Barbara admits that dealing with conflict is a personal weakness of hers because it’s something she doesn’t like to do. Most people deal with negative feedback by using the sandwich approach, where the negative is sandwiched between two pieces of positive feedback. Barbara doesn’t like to use criticism but prefers to have sessions where she asks the team member to rate themselves regarding specific tasks. Surprisingly, people are usually honest in responding to this questioning, and it makes a much more collaborative approach than simply blasting someone with negative feedback.

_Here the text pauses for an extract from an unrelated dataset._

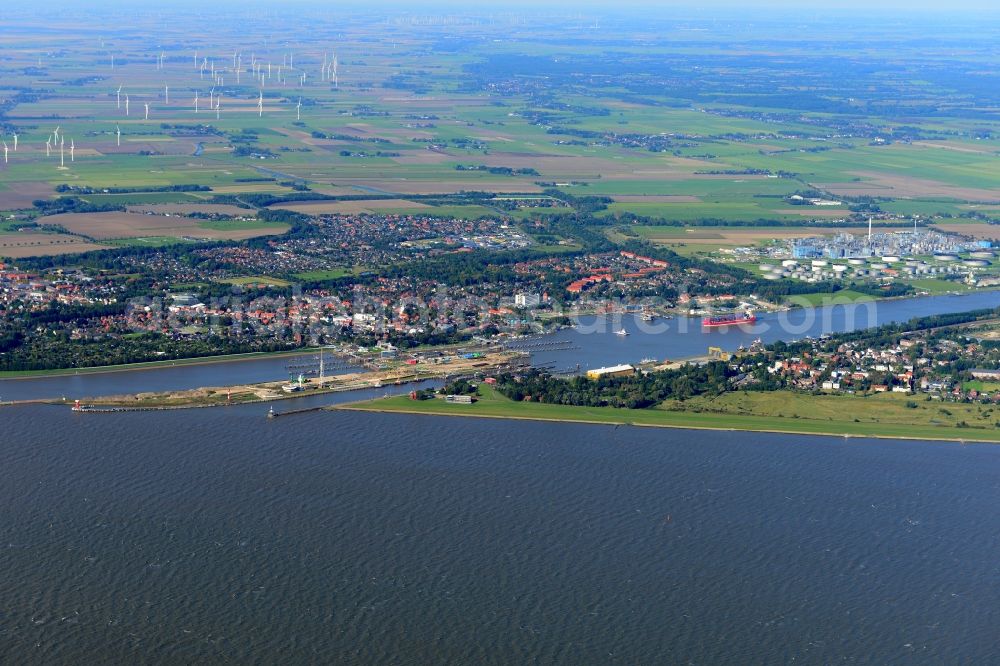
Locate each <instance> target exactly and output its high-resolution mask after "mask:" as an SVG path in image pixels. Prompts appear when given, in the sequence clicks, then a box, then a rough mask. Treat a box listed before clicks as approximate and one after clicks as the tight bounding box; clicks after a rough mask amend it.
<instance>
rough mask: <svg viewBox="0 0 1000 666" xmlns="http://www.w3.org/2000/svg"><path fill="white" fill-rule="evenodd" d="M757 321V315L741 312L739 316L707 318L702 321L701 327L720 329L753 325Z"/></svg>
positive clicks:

Highlights of this Episode:

  • 2:25 – How Barbara came into the VA business by accident
  • 7:55 – The problem she saw and could solve
  • 11:57 – The 2nd problem
  • 17:13 – How to know if you’re ready for a VA
  • 21:45 – A project manager vs. a virtual assistant
  • 26:05 – Using VA’s to scale your business
  • 29:51 – The new lean business model
  • 31:27 – The driving force in Barbara’s work
  • 36:45 – The new superwoman
  • 41:17 – Learning to lead teams
  • 45:31 – How to fire someone
  • 49:11 – Advice on handling conflict
  • 52:41 – Fem Five

Resources mentioned:

The Fem Five:

1. Favorite book to recommend for women? 

  • Built to Sell: Creating a Business That Can Thrive Without You by John Warrillow

2. Favorite self – care hack?

  • “Whenever I’m overwhelmed, I take a shower. There is a calming effect from the water, and then I can face anything.”

3. Best piece of advice and who gave it to you?

  • “A close friend taught me an Arabic proverb that says, ’The dogs may be barking, but the caravan still passes’.”

4. Female CEO or thought leader you’re into right now?

5. One piece of advice you’d give your five years younger self?

  • “You’ve got this. Keep moving forward.”